Can’t answer the question precisely, but all of our electrics at the moment cost around €30 with 2 air to air heaters going throughout the day, but not at night.

Again, can’t say precisely, but before air to air the whole house was warmed by one central log burner and in winter the electricity plus the logs came to more than that. Used to let it die down at night, our ‘prefab’ house is extremely well insulated unlike our damp and cold brick and block neighbours. :joy:

Because of doing our accounts for the gîte regime réel everything is monitored closely so we can prove which costs should be attributed where. So our fuel and wood for our house comes to €38 a week. Our house is large.

My 1958 ‘pre-fab house’ - “shoddy modern French building” as an SFista called it [perfectly correctly] has walls no thicker than the uPVC window frames that some subsidy scheme must have paid for in recent years. Other than that it is to all intents and purposes a plywood shack.

It has never had a fireplace/chimney. You may recall that when Calder Hall was commissioned in 1956 some UK minister said, “Soon electricity will be too cheap to meter”. The heating of this house was and is based on that fantasy.

I paid good money, part of the updating of the weird and way-off-norms system, for programmable panel heaters.

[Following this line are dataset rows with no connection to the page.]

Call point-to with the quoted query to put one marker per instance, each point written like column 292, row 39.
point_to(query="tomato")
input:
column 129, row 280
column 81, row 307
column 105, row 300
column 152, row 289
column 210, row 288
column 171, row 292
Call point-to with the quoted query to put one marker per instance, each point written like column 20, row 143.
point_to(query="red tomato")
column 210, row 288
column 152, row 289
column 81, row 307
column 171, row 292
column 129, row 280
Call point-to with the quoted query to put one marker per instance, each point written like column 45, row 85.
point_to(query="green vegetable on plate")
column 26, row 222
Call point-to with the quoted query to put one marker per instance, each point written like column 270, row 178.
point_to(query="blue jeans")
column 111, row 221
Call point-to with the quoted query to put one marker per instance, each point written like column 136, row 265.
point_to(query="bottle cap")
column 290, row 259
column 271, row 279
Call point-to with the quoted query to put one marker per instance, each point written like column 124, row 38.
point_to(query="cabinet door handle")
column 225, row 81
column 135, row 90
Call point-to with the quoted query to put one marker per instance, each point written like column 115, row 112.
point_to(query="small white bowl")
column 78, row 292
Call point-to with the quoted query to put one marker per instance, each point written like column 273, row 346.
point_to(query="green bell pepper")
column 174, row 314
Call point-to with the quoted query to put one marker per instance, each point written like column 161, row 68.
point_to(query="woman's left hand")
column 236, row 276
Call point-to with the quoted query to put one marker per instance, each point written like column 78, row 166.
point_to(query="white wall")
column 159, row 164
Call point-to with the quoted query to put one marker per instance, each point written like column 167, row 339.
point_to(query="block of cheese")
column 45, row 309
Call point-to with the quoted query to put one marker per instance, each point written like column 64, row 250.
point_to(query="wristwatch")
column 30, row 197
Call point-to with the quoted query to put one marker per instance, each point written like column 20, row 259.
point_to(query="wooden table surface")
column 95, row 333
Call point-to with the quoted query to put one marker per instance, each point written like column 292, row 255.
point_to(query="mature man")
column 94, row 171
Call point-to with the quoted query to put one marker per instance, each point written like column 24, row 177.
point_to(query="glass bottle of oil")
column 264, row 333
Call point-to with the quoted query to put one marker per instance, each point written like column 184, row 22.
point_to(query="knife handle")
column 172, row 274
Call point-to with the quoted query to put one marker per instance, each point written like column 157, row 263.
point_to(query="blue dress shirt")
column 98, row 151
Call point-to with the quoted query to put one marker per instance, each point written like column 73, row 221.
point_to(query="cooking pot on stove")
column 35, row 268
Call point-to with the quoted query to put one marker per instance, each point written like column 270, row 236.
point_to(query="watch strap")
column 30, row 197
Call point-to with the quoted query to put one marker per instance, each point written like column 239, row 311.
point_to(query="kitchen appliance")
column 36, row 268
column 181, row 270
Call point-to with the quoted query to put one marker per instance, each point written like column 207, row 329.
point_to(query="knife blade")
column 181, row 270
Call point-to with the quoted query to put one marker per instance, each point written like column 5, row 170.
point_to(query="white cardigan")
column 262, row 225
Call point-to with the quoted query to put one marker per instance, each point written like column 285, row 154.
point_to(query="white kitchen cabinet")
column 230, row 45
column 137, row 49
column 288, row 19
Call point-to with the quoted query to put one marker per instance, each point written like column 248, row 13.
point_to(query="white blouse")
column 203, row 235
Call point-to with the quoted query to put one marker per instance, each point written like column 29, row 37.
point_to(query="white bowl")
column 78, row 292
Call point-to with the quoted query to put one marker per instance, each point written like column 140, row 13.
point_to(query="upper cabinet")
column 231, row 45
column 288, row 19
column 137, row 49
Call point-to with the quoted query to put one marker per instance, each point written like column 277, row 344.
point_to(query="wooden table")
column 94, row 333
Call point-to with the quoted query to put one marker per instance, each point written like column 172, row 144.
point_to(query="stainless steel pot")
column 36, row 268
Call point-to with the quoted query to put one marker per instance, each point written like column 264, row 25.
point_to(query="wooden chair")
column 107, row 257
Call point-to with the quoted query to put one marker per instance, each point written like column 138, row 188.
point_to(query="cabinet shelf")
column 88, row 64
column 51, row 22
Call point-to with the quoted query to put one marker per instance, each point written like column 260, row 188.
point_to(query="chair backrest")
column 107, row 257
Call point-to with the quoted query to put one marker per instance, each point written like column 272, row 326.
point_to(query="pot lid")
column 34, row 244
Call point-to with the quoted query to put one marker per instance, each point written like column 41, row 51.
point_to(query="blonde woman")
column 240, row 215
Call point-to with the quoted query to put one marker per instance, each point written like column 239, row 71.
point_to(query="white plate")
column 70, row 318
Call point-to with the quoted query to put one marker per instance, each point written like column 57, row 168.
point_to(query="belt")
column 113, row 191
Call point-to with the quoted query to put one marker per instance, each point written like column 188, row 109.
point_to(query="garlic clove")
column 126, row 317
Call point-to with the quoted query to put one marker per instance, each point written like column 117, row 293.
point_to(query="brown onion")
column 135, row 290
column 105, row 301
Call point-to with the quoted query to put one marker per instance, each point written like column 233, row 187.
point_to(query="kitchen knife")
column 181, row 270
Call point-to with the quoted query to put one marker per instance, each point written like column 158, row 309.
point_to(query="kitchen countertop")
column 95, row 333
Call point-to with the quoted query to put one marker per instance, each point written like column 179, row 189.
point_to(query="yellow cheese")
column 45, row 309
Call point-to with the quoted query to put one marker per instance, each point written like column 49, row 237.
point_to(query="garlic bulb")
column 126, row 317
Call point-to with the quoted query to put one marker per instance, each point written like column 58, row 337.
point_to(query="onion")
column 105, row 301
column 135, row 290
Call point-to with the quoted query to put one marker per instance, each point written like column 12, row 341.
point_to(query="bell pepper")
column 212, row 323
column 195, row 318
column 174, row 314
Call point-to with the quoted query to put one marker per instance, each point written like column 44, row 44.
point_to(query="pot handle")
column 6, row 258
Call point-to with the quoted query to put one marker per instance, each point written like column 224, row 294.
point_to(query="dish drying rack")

Now I find that the most effective way to get a room up to something approaching comfortable [being dressed indoors as if for a fresh day outdoors] without having the panel heaters on full time, is a good old fashioned convector heater.

As for costs, my Linky spells it out, from an annual total to 30 minute increments.

I am to my EDF espace client as this unfortunate baboon is to the leopard.

Heating.

For us 6€ per week over the year, using granulés for our poêle. Expressed another way, 17€ a week heating during months when we use it from Nov-March. House is 1850s brick built, 3 bedrooms/126m2, and seemingly well insulated. We use no other heating (poêle kept at 15C) though have electric radiators (not used in years) as back up.

Electricity (Tempo)

In addition we incur 16€ a week for all electricity consumed, that will include the hot water cumulus, EV charging etc.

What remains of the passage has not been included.